And what's stupid is, the little boy forgot all this. It wasn't until years later that the police detectives found this map. That he remembered he did this. That he could do this. He had this power.
And the Mommy looked at his map in the rearview mirror and said, 'Perfect.' She looked at her watch, and her foot pressed down, and they went faster, and she said, 'Now write it in the book. Draw the river on our new map. And get ready, there's lots more stuff that needs a name coming up.'
She said, 'Because the only frontier left is the world of intangibles, ideas, stories, music, art.'
She said, 'Because nothing is as perfect as you can imagine it.'
She said, 'Because I won't always be around to nag you.'
But the truth is, the kid didn't want to be responsible for himself, for his world. The truth is, the stupid little shit was already planning to make a scene in the next restaurant, to get the Mommy arrested and out of his life forever. Because he was tired of adventure, and he thought his precious, boring, stupid life would just go on and on forever.

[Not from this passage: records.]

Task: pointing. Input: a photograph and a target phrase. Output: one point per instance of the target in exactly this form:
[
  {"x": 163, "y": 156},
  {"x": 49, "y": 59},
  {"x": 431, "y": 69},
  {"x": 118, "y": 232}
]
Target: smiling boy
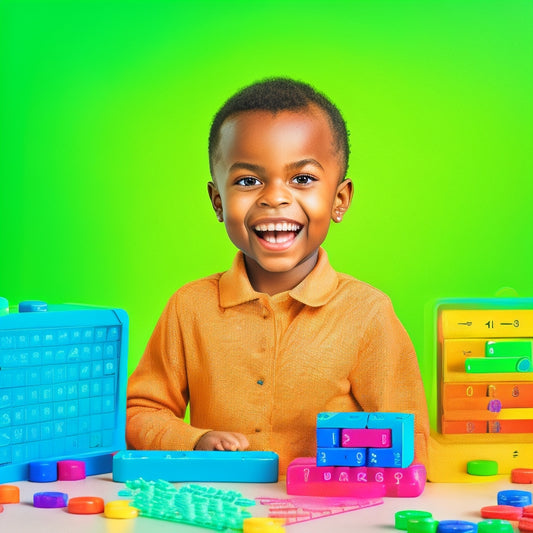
[{"x": 259, "y": 350}]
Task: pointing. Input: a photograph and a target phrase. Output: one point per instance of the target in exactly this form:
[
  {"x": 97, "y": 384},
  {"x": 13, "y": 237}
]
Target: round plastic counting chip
[
  {"x": 518, "y": 498},
  {"x": 85, "y": 505},
  {"x": 522, "y": 475},
  {"x": 401, "y": 517},
  {"x": 482, "y": 468},
  {"x": 9, "y": 494},
  {"x": 503, "y": 512},
  {"x": 120, "y": 509},
  {"x": 424, "y": 524},
  {"x": 456, "y": 526},
  {"x": 494, "y": 526},
  {"x": 50, "y": 500},
  {"x": 525, "y": 524}
]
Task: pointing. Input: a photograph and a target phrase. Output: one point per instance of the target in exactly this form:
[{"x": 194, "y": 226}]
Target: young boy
[{"x": 259, "y": 350}]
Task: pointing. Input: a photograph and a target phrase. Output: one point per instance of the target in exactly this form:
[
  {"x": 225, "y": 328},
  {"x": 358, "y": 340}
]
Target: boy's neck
[{"x": 276, "y": 282}]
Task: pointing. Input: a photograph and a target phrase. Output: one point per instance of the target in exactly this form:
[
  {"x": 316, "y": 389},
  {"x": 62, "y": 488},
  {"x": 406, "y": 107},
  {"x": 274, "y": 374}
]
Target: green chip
[{"x": 482, "y": 467}]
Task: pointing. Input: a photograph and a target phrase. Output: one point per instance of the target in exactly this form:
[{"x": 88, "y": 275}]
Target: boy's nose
[{"x": 275, "y": 195}]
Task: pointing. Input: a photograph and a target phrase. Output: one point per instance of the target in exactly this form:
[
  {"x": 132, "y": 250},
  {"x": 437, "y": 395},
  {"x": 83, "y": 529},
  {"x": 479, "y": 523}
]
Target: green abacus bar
[
  {"x": 512, "y": 348},
  {"x": 492, "y": 365}
]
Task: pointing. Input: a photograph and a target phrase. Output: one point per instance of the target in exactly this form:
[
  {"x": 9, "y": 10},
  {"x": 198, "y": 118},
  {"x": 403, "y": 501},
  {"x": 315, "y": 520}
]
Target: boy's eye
[
  {"x": 303, "y": 179},
  {"x": 249, "y": 181}
]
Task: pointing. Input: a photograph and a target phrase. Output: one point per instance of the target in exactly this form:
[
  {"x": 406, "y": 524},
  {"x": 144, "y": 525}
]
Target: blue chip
[{"x": 516, "y": 498}]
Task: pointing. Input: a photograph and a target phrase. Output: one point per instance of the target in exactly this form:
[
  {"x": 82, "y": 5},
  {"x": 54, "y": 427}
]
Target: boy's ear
[
  {"x": 343, "y": 199},
  {"x": 216, "y": 201}
]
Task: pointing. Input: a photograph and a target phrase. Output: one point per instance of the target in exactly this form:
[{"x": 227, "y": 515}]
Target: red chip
[
  {"x": 503, "y": 512},
  {"x": 525, "y": 524},
  {"x": 522, "y": 475},
  {"x": 86, "y": 505}
]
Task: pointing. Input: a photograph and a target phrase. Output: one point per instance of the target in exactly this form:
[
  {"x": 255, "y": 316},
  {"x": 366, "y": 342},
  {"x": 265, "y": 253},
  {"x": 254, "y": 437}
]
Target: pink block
[
  {"x": 305, "y": 478},
  {"x": 366, "y": 438},
  {"x": 70, "y": 470}
]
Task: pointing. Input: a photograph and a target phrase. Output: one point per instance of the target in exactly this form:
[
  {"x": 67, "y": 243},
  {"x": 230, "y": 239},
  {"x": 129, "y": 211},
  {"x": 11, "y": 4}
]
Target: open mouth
[{"x": 278, "y": 233}]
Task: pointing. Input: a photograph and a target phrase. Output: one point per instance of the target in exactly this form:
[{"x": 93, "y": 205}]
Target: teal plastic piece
[
  {"x": 352, "y": 420},
  {"x": 190, "y": 504},
  {"x": 509, "y": 348},
  {"x": 491, "y": 365},
  {"x": 63, "y": 377},
  {"x": 179, "y": 466}
]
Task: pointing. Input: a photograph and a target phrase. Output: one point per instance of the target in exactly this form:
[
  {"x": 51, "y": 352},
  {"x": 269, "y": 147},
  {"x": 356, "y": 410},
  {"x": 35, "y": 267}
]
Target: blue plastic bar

He was already choosing between safety, security, contentment, and her.
Driving the bus with her knees, the Mommy reached over and squeezed his shoulder and said, 'What do you want for lunch?'
And as if it was just an innocent answer, the little boy said, 'Corn dogs.'
Chapter 48
In another minute, the arms come around me
from behind. Some police detective is hugging me tight, double-fisting me under the rib cage, breathing into my ear, 'Breathe! Breathe, damn it!'
Breathing into my ear, 'You're okay.'
Two arms hug me, lift me off my feet, and a stranger whispers, 'You're going to be fine.'
Periabdominal pressure.
Somebody pounds me on the back the way a doctor pounds a newborn baby, and I let fly with the bottle cap. My bowels burst loose down my pant leg with the two rubber balls and all the shit piled up behind them.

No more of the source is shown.